I have said this many times: I always have many things for which I am grateful each day; everywhere I look is a blessing in one form or another. The challenge has been to describe what I’m seeing and feeling in ways that make sense to a reader, that might be remotely inspiring or interesting. There have been times when I’ve written this blog while in significant emotional distress–sadness, depression, grief, anger all warring inside me, but gratitude always prevailed, even when I didn’t want it to. In that sense, it’s like the compassion of God, it doesn’t fail, it is new every morning. Whenever I’ve needed to draw upon it, it’s been there.

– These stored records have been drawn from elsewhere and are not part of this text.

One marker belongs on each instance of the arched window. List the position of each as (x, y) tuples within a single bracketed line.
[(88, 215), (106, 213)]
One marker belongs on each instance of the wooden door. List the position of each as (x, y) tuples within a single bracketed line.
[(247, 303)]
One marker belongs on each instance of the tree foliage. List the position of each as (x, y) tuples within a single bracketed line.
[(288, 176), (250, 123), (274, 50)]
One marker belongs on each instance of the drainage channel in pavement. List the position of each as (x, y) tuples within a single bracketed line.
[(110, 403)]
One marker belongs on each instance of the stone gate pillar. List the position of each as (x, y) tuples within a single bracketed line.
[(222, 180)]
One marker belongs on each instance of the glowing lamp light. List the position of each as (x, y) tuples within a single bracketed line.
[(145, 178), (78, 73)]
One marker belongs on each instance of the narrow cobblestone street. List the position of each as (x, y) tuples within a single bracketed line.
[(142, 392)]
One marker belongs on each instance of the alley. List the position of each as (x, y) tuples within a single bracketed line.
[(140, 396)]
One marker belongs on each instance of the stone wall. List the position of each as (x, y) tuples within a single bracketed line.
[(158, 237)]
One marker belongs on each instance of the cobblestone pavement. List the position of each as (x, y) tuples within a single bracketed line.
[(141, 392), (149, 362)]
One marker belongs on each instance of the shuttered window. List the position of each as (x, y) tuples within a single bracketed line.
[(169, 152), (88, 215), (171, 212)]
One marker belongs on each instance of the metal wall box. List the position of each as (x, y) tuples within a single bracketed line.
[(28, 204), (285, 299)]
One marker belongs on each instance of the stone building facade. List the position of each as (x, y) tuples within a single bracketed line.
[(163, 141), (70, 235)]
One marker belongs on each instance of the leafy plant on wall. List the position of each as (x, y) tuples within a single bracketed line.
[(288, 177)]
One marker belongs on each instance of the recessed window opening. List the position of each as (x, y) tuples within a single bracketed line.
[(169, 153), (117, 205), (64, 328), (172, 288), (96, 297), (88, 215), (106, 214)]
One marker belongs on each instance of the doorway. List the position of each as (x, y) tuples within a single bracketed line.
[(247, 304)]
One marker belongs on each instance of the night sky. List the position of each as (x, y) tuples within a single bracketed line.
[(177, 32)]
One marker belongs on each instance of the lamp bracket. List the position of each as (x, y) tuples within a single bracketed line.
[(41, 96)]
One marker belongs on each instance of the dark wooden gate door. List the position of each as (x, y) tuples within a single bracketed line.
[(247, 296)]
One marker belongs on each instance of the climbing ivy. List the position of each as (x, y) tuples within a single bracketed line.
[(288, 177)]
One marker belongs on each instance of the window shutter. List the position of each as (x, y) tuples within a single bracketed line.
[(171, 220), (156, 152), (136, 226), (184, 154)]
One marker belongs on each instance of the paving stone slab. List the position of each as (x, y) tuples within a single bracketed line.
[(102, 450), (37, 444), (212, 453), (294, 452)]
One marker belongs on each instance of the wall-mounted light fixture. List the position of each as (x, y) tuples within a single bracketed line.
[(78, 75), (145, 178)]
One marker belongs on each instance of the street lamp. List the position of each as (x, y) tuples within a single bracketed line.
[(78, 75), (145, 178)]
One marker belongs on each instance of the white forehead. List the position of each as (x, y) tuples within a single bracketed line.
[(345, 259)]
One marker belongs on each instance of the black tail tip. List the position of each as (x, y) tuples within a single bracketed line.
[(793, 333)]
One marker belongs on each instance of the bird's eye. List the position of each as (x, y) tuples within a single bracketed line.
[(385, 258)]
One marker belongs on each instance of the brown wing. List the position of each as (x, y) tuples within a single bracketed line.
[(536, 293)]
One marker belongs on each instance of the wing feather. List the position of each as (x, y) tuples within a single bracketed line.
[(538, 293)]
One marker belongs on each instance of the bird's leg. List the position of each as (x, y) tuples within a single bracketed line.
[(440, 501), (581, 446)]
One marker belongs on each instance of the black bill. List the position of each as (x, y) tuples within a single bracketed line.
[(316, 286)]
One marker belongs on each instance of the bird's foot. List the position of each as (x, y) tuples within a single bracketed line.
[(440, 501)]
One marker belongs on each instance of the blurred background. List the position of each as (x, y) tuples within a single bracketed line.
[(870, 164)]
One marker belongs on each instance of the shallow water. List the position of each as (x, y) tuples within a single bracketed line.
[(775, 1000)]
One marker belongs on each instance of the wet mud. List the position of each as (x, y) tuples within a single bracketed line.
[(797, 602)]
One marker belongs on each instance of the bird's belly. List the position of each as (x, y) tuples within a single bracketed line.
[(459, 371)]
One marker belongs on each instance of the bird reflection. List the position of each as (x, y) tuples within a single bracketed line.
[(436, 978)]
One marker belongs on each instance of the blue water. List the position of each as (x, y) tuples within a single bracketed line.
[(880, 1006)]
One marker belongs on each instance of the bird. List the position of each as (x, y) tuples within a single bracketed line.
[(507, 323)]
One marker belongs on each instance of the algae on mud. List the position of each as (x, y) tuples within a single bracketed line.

I am grateful to each person who has ever read this blog, whether you’re a regular reader, an occasional drop-in peruser, or have only ready it once. I continue to be amazed and gratified that on a particular day when my words have not flowed easily but have felt like shards and fragments of thoughts squeezing their way out of my pores and I’ve felt like they were incoherent and made no sense, someone will comment on the post saying how much they enjoyed it, how much it helped them think differently about a situation. I never know when those days are going to be, so I’ve long since ceased to judge whether or not a post is “good,” but whether or not someone got something out of it. In many ways this blog has been for me; an exercise in focusing on the many blessings in my life, particularly at a time when it seemed as though so much had been taken away from me. I have said I don’t know what I’m going to do with myself when I stop writing this blog: I like to think I’ll still express gratitude every day in some form or fashion. This has been a wonderful journey, one which I’ll enjoy for the next 30 or 32 days, depending on which neat package I decide to go with. Thanks for coming along with me for whatever time is left. Namaste.